A march to defend women's rights in São Paulo in 2019.Cris Faga

The video traveled back and forth between Brazil and Egypt in less than 24 hours. The images were posted by a white Brazilian male, camera in hand as he filmed a young Egyptian woman selling papyrus products. While the woman described the merchandise to him, the man chatted away to her in Portuguese. The woman was smiling, as polite people do during intercultural, linguistic exchanges when they want the person who is attempting to communicate with them to feel at ease. She didn’t know it, but the anonymous Brazilian was sexually harassing her. Instead of asking questions about the papyrus, he was making obscene remarks about sex and the male organ: “You all like it nice and hard, right?” “Long is nice too, right?” he says on the recording, while he and another Brazilian man laugh. A case of recreational harassment.
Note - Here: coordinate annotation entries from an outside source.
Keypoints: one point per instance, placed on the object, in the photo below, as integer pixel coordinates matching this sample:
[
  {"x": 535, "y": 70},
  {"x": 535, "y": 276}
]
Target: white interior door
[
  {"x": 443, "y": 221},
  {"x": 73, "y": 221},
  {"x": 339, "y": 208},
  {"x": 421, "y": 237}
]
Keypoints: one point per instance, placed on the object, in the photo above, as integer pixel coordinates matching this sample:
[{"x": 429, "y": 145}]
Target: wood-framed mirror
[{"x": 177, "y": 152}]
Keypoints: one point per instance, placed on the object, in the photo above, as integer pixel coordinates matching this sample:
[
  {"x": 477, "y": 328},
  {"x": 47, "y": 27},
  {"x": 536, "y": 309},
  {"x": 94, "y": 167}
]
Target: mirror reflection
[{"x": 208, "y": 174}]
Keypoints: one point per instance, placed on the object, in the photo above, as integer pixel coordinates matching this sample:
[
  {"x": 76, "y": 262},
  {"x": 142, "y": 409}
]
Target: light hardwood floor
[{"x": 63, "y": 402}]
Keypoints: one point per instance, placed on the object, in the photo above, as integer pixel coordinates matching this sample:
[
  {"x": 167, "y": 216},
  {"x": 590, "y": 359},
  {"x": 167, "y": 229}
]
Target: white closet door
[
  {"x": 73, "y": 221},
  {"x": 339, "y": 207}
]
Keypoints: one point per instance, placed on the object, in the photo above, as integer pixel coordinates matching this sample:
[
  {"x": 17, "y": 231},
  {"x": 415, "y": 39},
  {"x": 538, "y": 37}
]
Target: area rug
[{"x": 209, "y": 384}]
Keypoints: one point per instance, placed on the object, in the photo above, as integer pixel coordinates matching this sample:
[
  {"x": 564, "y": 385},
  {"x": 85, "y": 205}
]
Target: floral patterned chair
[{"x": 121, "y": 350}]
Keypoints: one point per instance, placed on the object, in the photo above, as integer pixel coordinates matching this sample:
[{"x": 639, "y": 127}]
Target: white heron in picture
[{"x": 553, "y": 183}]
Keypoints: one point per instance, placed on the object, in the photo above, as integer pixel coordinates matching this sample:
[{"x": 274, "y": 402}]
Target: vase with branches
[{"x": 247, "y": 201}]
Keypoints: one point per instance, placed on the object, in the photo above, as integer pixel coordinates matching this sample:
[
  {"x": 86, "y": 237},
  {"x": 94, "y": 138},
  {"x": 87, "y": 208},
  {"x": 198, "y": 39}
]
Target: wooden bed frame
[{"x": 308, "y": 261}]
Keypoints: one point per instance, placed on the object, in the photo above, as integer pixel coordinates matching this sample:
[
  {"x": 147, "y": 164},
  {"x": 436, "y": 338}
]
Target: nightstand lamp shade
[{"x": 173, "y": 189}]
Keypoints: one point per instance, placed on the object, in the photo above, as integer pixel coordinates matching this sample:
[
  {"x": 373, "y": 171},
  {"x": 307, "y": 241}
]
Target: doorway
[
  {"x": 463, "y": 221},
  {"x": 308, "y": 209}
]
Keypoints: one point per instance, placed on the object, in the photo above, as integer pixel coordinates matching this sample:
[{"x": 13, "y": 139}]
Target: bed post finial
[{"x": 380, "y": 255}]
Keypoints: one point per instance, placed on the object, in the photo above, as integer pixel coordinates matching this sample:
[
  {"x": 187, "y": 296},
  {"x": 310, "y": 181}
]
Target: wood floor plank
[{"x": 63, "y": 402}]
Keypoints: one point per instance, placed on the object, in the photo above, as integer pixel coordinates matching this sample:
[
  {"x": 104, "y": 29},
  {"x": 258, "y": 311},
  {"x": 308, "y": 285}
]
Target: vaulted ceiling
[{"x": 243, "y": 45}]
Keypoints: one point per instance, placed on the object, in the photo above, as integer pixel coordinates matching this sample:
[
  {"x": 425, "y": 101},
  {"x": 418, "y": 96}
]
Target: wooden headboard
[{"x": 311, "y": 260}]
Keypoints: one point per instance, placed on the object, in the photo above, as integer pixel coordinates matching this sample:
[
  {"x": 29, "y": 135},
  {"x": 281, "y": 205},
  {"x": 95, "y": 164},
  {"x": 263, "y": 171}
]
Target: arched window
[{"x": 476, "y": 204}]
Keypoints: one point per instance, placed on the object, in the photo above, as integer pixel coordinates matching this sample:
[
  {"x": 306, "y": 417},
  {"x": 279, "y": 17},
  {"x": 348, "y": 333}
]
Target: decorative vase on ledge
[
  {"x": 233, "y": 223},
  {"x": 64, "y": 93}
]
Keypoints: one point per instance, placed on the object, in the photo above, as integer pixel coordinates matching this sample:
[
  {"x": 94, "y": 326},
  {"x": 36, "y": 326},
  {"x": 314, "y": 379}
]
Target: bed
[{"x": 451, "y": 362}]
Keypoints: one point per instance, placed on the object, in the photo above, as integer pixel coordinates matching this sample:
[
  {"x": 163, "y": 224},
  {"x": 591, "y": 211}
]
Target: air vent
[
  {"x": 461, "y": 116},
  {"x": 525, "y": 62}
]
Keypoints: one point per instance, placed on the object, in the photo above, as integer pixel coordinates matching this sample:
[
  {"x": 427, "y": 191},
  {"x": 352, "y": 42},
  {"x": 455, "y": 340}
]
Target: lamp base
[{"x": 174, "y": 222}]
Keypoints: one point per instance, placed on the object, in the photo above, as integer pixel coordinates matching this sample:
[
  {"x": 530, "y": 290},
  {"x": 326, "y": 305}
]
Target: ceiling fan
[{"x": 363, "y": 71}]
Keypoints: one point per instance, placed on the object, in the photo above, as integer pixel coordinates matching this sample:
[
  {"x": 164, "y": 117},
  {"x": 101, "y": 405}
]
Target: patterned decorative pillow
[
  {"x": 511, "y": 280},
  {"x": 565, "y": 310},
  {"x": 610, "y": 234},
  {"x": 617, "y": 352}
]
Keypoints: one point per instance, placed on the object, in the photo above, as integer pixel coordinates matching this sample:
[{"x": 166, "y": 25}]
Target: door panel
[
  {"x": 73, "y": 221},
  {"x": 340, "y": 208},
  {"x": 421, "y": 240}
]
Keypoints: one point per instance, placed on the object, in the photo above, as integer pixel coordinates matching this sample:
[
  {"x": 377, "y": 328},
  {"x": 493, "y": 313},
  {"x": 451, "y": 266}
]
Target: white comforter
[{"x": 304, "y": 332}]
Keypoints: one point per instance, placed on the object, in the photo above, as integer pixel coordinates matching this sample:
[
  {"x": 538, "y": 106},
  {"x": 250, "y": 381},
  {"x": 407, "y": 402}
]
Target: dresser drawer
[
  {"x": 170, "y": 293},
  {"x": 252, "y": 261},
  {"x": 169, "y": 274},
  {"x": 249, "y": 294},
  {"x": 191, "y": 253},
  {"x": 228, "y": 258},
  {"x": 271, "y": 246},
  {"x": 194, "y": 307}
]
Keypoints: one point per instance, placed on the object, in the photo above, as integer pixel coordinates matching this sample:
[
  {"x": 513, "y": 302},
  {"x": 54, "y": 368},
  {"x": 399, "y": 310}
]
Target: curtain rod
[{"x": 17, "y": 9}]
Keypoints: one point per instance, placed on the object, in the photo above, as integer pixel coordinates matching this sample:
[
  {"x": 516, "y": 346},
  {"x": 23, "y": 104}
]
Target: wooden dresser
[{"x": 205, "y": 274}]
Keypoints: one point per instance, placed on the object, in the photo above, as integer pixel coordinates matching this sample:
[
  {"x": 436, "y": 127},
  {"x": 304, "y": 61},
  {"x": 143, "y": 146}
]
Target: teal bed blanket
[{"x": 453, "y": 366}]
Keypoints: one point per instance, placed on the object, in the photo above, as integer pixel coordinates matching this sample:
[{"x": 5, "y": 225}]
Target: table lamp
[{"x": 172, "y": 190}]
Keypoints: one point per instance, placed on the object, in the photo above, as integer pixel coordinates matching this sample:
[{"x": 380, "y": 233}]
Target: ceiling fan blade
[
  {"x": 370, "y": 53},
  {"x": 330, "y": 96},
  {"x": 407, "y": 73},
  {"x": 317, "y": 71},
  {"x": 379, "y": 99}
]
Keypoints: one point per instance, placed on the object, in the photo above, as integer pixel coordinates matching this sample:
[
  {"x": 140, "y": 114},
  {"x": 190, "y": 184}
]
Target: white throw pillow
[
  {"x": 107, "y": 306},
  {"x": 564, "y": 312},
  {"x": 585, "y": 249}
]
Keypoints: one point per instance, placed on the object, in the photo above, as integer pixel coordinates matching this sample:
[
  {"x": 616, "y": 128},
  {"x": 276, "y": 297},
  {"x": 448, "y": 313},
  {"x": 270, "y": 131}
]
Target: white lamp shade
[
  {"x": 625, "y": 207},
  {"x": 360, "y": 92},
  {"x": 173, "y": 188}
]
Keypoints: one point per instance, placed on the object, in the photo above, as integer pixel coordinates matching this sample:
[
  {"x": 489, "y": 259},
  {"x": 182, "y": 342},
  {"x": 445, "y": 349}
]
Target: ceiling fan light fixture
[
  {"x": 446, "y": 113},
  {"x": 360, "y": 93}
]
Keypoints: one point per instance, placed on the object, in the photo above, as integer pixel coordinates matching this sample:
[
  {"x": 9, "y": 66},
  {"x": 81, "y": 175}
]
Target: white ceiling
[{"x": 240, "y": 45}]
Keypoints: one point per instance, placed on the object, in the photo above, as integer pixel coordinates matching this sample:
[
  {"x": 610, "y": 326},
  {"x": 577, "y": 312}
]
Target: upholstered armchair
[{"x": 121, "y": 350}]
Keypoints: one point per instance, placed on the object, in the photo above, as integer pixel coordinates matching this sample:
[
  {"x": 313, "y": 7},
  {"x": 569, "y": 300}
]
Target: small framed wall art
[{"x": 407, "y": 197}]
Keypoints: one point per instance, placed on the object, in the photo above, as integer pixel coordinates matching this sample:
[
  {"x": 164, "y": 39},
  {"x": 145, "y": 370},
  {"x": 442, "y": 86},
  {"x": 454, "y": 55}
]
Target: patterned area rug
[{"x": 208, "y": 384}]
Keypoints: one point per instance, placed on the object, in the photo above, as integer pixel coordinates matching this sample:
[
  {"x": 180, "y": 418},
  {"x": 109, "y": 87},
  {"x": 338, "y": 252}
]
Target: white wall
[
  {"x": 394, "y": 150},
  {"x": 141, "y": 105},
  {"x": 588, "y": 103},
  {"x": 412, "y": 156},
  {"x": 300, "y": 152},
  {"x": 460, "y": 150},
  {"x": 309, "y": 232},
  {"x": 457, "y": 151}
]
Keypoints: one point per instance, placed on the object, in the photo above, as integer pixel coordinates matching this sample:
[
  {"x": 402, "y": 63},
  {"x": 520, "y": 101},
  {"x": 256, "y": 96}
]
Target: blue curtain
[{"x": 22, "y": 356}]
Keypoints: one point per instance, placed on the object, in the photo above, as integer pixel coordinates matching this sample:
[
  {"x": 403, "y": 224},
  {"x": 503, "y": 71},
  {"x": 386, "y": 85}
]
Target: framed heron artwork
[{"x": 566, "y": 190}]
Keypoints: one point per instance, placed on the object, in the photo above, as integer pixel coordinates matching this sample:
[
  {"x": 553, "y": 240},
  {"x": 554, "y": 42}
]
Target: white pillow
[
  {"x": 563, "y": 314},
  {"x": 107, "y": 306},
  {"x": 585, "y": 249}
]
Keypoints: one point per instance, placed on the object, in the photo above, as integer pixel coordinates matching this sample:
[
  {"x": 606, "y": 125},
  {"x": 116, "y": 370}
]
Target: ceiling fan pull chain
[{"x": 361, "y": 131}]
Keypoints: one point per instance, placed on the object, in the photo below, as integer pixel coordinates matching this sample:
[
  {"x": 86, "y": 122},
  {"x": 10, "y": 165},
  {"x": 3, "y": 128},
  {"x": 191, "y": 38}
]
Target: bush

Why “recreational harassment” and not just harassment? With recreational harassment, it is harder to identify the violence perpetrated against the victim, because when someone watches or shares the images, their amusement actually makes them complicit with the violence. Recreational harassment occurs when a woman is harassed as part of a project of domination implemented through other men’s laughter. It is not liberating laughter (ridendo castigat mores, a Latin phrase meaning that one corrects customs by laughing at them), but laughter grounded in stereotypes and regimes of domination. Here is how José Adilson Moreira has defined “recreational racism”: cultural politics grounded in discriminatory practices against racial minorities in the guise of oppressive laughter, which naturalize racial hostility and which the law rarely recognizes as illegal. Engaging in dialogue with Moreira, Carla Akotirene has written about the inseparability of recreational racism and sexism in situations where meme humor is a weapon used to ridicule Black women for various purposes, sometimes to stereotype manifestations of the bodily disempowerment wrought by poverty, like missing teeth, or at other times in an effort to control the non-submissive voices of Black female intellectuals by labeling them “divas” or “angry Black women.” The anonymous Egyptian victim was someone who fit an Islamophobic stereotype: a young Muslim woman wearing a veil.
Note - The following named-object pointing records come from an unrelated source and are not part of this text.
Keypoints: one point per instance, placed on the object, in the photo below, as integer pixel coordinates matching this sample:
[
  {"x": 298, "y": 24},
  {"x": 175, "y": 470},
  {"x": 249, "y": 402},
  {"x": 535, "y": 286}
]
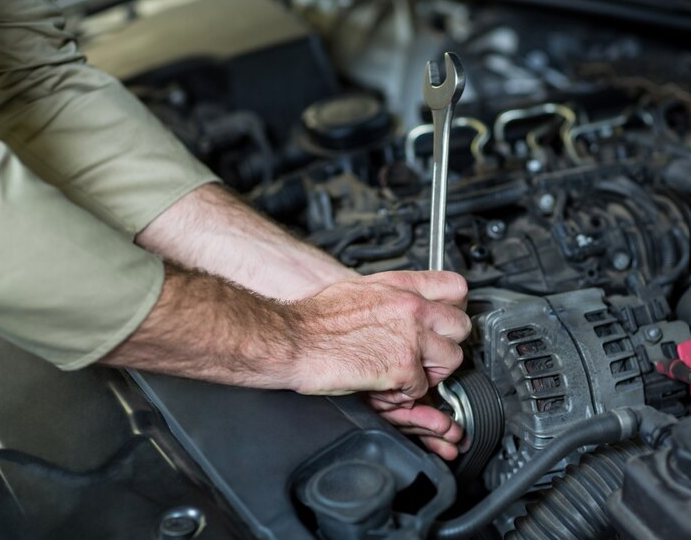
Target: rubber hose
[
  {"x": 366, "y": 253},
  {"x": 459, "y": 204},
  {"x": 115, "y": 465},
  {"x": 575, "y": 507},
  {"x": 609, "y": 427},
  {"x": 681, "y": 266}
]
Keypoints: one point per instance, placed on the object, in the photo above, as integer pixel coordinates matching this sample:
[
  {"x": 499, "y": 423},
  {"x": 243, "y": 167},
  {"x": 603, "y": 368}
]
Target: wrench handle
[{"x": 441, "y": 119}]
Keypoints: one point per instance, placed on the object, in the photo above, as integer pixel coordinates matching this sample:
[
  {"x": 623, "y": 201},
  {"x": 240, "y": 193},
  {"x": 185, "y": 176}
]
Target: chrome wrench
[{"x": 441, "y": 98}]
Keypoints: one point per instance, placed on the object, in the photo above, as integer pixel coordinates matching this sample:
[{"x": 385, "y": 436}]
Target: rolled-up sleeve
[
  {"x": 79, "y": 129},
  {"x": 71, "y": 288}
]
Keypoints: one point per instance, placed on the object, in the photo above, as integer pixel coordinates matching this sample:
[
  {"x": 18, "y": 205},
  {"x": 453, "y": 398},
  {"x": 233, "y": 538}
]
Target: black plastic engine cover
[{"x": 253, "y": 445}]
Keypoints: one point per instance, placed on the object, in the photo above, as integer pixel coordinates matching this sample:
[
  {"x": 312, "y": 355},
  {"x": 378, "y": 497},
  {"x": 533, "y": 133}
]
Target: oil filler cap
[
  {"x": 344, "y": 123},
  {"x": 350, "y": 498}
]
The Egyptian police identified the physician, who is now being investigated for the crime of sexual harassment

The episode might be interpreted as an isolated incident involving a Latin American macho abroad. But it is not isolated. In 2014, this same Brazilian released another video of himself, this time harassing an Australian woman by asking her to repeat sexual phrases in Portuguese. There is a pattern to this harassment; people who feel superior employ mockery as a power tactic to humiliate people marked by gender or sexuality, race or religion. Hidden behind the obscene comments on the recent video are cultural and gender stereotypes about Egyptian women. The arrogance of this mockery draws from a sense of ethnic and gender superiority on the part of a white patriarchy that, at home or abroad, acts with the certainty that its naturalized privileges guarantee impunity. The Brazilian apparently found nothing embarrassing about what he had done, so he posted the images to his Instagram account, which has nearly one million followers.
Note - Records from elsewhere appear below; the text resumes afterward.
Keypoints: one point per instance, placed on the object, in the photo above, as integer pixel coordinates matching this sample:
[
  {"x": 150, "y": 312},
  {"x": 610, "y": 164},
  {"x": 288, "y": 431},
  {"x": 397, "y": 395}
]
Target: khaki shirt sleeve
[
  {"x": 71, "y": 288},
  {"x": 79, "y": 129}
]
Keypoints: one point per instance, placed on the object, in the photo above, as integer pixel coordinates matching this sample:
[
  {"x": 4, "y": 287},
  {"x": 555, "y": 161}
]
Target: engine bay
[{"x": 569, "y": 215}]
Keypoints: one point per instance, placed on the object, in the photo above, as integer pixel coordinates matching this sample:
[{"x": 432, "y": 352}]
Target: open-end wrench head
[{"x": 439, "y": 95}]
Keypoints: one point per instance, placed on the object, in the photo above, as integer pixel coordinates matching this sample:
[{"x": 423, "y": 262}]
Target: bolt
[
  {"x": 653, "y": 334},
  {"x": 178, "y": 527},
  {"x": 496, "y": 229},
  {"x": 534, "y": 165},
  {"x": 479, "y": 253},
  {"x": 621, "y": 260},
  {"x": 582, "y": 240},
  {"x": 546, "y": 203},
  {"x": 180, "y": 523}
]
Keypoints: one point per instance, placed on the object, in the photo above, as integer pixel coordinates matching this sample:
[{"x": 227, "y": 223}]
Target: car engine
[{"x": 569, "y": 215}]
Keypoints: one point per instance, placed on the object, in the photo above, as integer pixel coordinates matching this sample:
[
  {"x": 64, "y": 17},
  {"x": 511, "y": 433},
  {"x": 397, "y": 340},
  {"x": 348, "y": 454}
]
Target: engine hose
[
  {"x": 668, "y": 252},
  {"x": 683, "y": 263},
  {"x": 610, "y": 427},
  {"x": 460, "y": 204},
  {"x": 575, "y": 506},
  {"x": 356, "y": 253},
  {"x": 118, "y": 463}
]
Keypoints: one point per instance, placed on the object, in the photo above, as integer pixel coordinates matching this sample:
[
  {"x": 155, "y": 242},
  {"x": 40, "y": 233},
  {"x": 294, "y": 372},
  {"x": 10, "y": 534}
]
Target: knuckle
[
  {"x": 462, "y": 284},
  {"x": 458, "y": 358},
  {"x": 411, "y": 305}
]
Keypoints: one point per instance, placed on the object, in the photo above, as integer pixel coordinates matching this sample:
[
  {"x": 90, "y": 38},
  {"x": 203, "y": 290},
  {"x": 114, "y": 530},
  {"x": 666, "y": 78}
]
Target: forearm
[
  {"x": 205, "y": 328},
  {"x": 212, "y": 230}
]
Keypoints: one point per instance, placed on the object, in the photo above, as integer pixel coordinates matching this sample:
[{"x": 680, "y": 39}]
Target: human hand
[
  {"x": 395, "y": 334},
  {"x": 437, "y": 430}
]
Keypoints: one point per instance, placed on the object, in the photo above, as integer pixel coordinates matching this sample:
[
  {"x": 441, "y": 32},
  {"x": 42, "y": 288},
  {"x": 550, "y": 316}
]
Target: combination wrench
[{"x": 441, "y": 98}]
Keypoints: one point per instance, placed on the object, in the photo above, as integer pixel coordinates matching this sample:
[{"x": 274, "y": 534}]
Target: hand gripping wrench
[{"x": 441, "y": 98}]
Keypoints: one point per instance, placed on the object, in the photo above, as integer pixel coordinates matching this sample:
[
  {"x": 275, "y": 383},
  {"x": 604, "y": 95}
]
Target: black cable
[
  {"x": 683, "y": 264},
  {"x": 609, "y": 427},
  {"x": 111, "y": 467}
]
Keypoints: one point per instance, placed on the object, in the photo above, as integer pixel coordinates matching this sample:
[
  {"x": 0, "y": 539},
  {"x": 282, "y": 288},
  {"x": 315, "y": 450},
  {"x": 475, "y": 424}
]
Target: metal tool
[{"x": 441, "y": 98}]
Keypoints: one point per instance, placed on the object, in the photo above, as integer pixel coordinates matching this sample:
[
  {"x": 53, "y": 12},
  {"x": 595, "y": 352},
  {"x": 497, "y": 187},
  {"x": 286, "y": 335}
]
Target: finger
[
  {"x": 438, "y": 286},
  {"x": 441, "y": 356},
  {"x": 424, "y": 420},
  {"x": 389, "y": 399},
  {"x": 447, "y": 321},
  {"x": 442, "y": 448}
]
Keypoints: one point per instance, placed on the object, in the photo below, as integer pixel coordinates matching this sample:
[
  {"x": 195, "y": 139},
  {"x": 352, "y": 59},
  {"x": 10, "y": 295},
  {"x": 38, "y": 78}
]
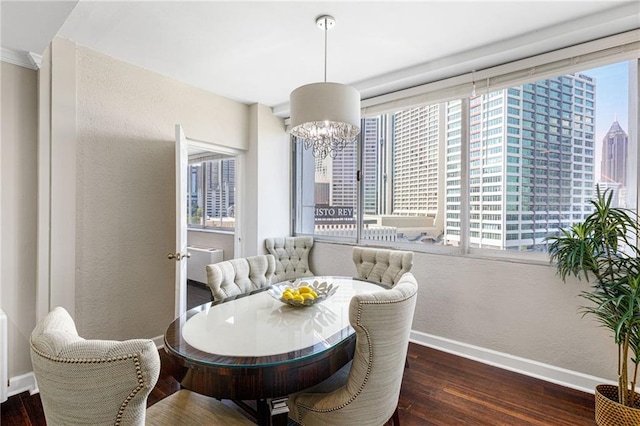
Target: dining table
[{"x": 258, "y": 347}]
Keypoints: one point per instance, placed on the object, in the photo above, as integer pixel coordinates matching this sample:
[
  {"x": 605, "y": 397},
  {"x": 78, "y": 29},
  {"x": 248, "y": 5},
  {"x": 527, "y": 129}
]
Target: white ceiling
[{"x": 260, "y": 51}]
This anonymous man roaming the streets of Luxor is a well-known figure in Brazil. He is a medical doctor, a coach specialized in fitness techniques, and a supporter of President Bolsonaro who, more than a year into the pandemic, continues using jargon with a pseudo-scientific veneer to defend treatments of no proven scientific value, like hydroxychloroquine. Yet it would be better to describe him beyond his nationality, as a representative-without-borders of the racist patriarchy that harasses women. When confronted about the scene, the man set his Instagram account to private and justified his actions by saying: “I’m like that. I’m a real jokester.” Brazilian feminists copied the video, translated it, and sent it to women’s groups in Egypt, like the online platform Speak Up, a “feminist initiative to support victims of violence.” This was followed by an immediate online mobilization, with hashtags circulating in both countries and in three languages, Arabic, English, and Portuguese: “expel the Brazilian harasser from Egypt,” “investigate the Brazilian harasser” and “we don’t want harassers in our country.”

The Egyptian police identified the physician, who is now being investigated for the crime of sexual harassment; punishment ranges from a monetary fine to between six months and three years in prison. It was feminists who identified the incident as an instance of sexual harassment – not Instagram, which allowed the images to be posted to the doctor’s account. Only after many young Brazilian and Egyptian feminists reacted and expressed their solidarity did the social media platform determine that the video breached its Community Guidelines, which prohibit “hate speech, bullying and abuse.” The doctor’s apology to the victim tells us what women are up against: “Since I saw what a smiley person you are and how you were joking along with us, I just ended up joking around.” No, victims don’t laugh; recreational mockery is only for the aggressor.

Debora Diniz is a Brazilian anthropologist and researcher at Brown University.

Giselle Carino is an Argentine political scientist and IPPF/WHR director.